If you have time, go to the Viking Ship Museum and Norsk Folkemuseum. Norsk Folkemuseum is an outdoor folk museum where over 150 historical buildings were moved into one place. It is impressive to walk through and see the history and how they lived centuries ago. Get caught up in the feeling of living hundreds of years in the past.

Walk from Oslo Central Station (train station) to the Royal Palace along the main street Karl Johans Gate, genuinely magical experience at any time of the year.

York, England

One of the oldest and most famous streets in Britain is located in York – Shambles, a narrow cobblestone street. York also has one of the largest cathedrals in Northern Europe. The cathedral even has its own police force. As a medieval walled city, you can walk most of the way around, up high along the wall.

Clifford’s Tower, built in the 13th century, is a fun stop. Again, going to the tiptop allows you great views of the entire area.

Like most of the UK, York has a long list of great places to stop for tea, including the famous Betty’s Café Tea Rooms, Earl Grey Tea Rooms, and the Teddy Bear Tea Rooms. Closer to the Cathedral (also known as York Ministry), you will find a small tearoom you can enjoy a cupcake and tea that is called Crumbs Cupcakery.

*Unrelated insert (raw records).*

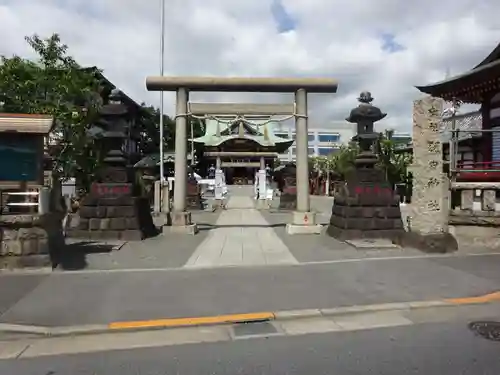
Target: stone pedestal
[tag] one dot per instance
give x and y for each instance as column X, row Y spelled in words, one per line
column 219, row 184
column 366, row 207
column 30, row 240
column 262, row 204
column 111, row 212
column 262, row 184
column 288, row 198
column 304, row 223
column 193, row 195
column 181, row 223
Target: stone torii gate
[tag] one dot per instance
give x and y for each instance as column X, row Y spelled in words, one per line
column 303, row 221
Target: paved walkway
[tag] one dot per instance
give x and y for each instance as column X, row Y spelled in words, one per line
column 241, row 236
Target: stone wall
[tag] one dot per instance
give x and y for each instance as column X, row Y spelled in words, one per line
column 29, row 240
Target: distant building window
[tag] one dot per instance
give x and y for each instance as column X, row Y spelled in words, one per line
column 310, row 137
column 328, row 138
column 325, row 151
column 310, row 151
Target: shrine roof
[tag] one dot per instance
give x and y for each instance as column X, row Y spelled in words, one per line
column 26, row 123
column 153, row 160
column 263, row 133
column 471, row 86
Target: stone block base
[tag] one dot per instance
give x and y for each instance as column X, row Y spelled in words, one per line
column 181, row 223
column 262, row 204
column 28, row 240
column 476, row 236
column 190, row 229
column 288, row 201
column 303, row 223
column 353, row 234
column 26, row 261
column 162, row 219
column 303, row 229
column 429, row 243
column 194, row 202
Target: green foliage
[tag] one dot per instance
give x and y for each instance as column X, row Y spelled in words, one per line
column 394, row 164
column 54, row 84
column 150, row 140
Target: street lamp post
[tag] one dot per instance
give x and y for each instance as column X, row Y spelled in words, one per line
column 162, row 63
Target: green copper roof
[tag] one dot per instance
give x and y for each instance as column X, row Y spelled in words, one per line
column 218, row 132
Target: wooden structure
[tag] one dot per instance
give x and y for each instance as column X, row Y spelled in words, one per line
column 480, row 85
column 22, row 140
column 303, row 220
column 242, row 147
column 115, row 208
column 30, row 227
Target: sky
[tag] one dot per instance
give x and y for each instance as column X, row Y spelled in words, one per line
column 385, row 46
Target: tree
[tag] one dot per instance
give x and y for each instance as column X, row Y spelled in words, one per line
column 54, row 84
column 150, row 139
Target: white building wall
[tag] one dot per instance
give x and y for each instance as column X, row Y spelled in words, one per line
column 322, row 140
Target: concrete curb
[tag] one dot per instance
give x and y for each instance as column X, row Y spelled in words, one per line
column 145, row 325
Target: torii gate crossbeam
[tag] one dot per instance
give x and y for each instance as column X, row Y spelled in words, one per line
column 303, row 219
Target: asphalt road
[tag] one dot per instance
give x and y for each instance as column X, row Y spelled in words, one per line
column 62, row 299
column 430, row 349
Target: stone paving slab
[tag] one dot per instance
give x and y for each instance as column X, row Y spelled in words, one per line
column 242, row 236
column 163, row 251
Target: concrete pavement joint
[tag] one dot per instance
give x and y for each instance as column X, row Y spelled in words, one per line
column 200, row 268
column 159, row 324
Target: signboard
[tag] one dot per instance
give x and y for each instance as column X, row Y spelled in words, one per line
column 249, row 164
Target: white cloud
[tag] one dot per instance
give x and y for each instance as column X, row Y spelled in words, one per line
column 334, row 38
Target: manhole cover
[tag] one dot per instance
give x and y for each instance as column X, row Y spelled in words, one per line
column 487, row 330
column 253, row 329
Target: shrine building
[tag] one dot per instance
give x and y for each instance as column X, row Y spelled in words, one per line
column 477, row 153
column 242, row 147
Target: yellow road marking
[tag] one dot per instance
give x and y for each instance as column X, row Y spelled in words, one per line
column 194, row 321
column 479, row 299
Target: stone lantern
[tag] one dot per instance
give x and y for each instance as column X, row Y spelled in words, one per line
column 366, row 206
column 114, row 207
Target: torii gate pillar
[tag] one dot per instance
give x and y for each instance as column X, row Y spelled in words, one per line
column 303, row 220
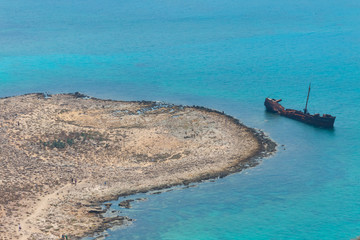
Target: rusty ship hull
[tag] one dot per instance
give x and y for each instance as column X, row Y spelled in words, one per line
column 325, row 121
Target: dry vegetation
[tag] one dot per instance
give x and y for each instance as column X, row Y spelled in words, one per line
column 133, row 146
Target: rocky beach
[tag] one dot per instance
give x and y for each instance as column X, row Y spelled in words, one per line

From the train station, it is a little bit of a walk, 0.6 miles to the cathedral. But there are lots of places that may grab your interest to stop at along the way. As you cross the bridge, you will find many romantic shops and places to eat.

Aberystwyth, Wales

Aberystwyth, Wales

Aberystwyth is known for its graceful sweeping seafront and promenade. You can stroll for over a mile passing many points of interest. The castle is an Edwardian fortress built in the late 1300s.

When you are done wandering around town, head over to the electric railway. The Aberystwyth Electric Cliff Railway will take you to the top of the cliff with the best views and a café. Another option is to drive to Pen Dinas, where there is an extensive Iron Age, Celtic hillfort.

Vale of Rheidol Railway is a train with a steam engine and makes a loop from Aberystwyth to Devil’s Bridge. This train line was established in 1902 and is a great way to see the countryside.

Edinburgh, Scotland

The castle is impressive, lording over the city below. Plan to spend a good half-day exploring the castle. You may want to wear a good pair of walking shoes when you visit this city, as it is the best way to see it.

Many points were the inspiration for JK Rowling’s Harry Potter books. You can even take a free walking tour that includes seeing them in person.

There are two train stations in Edinburgh, so be sure you know where you want to go before you head out. If your interest is mainly to see the old town, use the Edinburgh Waverley station. From Waverley to the castle is around a 0.6-mile walk, which will take about 15 minutes, if you are not too distracted by the many shops and historical places to explore.

Other Tips and Suggestions

A great way to see different locations is to take a Rhine River cruise. You will pass by dozens of castles and unique small towns.

Many cities now offer free walking tours and are well worth taking. Yes free. At the end of the tour, you should be prepared to tip your guide. The tour will give you an excellent overview of the area, lots of history and fun facts.

Now start planning your European adventure.